Would be nice if it works out like that.
Sadly, a lot of the issue with obesity in the US is straight up dietary. (of course, viral vectors that upregulate fat storage do not help matters) The rise of obesity correlates nicely with the "Heart healthy! Lower fat! Lower salt!" change in formulations of basically everything on the market. When you have food that lacks those, you have food that is bland and unpalatable; But the food industry learned that if you load it with enough sugars, people will still buy it with gusto. Fast forward a few decades, throw in some lobbyist action from Iowa Corn Growers Assn, and the southern states sugar lobby, and you have grossly inexpensive HFCS, and captive expensive sugar (which helps keep HFCS prices low), which are less expensive than the original fats that were added for flavor and texture. (any fats for texture now tend to be highly processed waste seed oils, like cotton seed, that have been hydrogenated into something just short of being something more like a paraffin wax, than what it was intended to replace, metabolically speaking). Am I suggesting that the original formulations are somehow healthy? No. No I am not. Just that the newer formulations are even LESS healthy.)

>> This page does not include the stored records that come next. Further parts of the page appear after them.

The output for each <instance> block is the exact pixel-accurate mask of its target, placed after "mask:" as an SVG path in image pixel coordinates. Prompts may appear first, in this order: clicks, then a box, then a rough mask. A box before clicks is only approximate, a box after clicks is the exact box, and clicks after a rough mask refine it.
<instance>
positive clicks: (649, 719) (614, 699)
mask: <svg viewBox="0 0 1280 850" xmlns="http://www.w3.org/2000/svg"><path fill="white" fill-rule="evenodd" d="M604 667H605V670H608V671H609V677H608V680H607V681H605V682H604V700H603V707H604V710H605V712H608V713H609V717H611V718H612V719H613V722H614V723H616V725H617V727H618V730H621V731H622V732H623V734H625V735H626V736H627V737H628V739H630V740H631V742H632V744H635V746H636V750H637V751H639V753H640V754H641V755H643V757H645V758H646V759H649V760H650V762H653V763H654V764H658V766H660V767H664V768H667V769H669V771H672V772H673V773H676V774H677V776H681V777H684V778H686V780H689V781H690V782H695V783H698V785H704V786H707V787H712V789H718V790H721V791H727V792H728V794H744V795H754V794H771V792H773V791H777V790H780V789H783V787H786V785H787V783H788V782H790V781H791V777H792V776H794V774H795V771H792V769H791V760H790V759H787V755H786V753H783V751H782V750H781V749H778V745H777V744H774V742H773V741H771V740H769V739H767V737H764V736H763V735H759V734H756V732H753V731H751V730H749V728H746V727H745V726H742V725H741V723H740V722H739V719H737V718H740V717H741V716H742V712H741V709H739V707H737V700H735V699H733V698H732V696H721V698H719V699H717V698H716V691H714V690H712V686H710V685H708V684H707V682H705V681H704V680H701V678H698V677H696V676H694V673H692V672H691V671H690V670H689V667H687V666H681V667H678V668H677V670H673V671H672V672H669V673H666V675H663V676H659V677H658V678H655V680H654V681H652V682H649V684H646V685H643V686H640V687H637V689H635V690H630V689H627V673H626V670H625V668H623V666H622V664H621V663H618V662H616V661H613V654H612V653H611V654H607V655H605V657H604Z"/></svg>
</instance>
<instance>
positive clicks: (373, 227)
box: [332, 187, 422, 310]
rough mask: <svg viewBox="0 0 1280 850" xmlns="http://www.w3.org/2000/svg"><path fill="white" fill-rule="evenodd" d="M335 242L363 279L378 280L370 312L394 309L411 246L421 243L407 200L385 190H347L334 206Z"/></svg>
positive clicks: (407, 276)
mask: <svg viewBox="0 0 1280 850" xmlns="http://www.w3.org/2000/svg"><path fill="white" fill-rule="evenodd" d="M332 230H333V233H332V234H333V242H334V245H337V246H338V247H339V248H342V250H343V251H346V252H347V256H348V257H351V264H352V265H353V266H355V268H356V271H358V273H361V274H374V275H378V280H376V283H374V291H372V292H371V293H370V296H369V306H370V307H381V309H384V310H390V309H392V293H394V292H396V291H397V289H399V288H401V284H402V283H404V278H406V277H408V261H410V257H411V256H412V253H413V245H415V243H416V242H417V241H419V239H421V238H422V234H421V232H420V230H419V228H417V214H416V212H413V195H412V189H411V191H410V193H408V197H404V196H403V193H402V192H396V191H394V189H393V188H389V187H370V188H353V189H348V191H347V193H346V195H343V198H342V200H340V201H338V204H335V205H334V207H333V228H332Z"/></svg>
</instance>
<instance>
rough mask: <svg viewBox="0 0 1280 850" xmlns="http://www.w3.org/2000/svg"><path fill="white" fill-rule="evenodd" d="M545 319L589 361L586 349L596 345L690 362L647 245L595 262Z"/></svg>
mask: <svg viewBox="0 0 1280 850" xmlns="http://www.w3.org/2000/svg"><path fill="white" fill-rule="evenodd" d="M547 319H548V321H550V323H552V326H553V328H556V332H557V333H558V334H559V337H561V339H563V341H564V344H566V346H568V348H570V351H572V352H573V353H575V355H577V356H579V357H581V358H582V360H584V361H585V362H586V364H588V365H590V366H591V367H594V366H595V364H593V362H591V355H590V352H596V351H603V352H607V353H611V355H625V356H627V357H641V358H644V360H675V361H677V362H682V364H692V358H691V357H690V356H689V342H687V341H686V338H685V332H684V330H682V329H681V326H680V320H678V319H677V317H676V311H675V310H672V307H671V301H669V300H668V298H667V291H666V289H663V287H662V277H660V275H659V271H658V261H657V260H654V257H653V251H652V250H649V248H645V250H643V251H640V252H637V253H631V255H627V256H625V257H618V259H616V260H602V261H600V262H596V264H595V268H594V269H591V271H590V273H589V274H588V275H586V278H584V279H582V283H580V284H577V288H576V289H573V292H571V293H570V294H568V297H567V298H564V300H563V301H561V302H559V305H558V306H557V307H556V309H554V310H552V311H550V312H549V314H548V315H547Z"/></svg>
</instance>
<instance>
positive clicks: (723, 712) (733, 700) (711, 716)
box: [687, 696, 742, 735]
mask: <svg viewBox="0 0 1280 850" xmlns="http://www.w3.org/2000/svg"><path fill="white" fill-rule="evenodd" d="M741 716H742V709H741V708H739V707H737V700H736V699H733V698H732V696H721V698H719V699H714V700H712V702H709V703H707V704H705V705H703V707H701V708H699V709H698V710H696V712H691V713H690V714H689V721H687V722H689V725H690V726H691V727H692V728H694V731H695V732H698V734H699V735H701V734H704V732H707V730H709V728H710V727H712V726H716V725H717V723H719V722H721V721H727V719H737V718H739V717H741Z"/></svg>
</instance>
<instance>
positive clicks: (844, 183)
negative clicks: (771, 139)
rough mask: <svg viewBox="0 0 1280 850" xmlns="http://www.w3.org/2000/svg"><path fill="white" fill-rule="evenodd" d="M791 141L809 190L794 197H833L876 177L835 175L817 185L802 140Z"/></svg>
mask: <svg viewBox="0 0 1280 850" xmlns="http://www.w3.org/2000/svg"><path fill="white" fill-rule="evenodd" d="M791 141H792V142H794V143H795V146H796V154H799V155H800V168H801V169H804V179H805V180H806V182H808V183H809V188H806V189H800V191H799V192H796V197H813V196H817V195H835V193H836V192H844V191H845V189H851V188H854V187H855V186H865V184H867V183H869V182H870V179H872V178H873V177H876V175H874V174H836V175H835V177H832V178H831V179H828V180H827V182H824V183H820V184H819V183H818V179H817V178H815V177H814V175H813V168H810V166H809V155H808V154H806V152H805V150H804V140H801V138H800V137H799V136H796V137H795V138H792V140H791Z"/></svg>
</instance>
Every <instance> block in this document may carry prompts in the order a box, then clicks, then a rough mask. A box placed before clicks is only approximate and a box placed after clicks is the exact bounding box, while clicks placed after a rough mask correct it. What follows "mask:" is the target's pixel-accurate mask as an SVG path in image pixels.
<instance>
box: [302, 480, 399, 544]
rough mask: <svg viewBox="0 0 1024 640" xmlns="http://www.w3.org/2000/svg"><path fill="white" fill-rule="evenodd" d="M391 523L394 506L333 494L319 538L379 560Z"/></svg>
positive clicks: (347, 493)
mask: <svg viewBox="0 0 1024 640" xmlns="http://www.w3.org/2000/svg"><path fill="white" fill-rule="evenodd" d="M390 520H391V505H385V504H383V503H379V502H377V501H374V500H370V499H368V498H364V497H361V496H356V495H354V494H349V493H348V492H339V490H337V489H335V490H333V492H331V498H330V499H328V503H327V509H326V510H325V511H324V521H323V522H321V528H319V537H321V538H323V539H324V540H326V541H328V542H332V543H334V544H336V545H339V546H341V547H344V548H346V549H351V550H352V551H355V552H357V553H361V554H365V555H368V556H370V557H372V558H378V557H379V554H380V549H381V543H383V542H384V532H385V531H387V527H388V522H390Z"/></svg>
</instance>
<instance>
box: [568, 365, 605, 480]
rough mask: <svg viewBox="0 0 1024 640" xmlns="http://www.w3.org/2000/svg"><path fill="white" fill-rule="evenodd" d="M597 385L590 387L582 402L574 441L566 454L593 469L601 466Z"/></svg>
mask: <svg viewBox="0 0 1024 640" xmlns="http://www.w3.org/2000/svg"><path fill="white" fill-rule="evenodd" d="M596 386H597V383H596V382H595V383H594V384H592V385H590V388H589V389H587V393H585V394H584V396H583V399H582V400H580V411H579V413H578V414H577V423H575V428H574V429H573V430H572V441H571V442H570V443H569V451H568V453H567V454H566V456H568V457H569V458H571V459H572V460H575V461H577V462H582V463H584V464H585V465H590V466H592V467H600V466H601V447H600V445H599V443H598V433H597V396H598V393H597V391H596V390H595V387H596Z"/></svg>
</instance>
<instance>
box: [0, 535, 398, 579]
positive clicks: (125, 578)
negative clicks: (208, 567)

If you are seriously interested in combating the heart disease and obesity epidemics, you are gonna have to buckle down, and outlaw highly processed foods, in their entirety. (Diabetic fat women who "Just cant live without their DingDongs!", would just have to learn how to make their own snack cakes at home.)
Given that this would mean crippling a huge chunk of the market for not just the snacks themselves, but all the products used to make them (like the afore-mentioned waste seed oils, and the processing to hydrogenate them), and it could have serious economic backlash from being done. At least people would be significantly less likely to die from heart attacks, type II diabetes, and CHF (due to obesity), but no politician that is not suicidal is going to go down that road.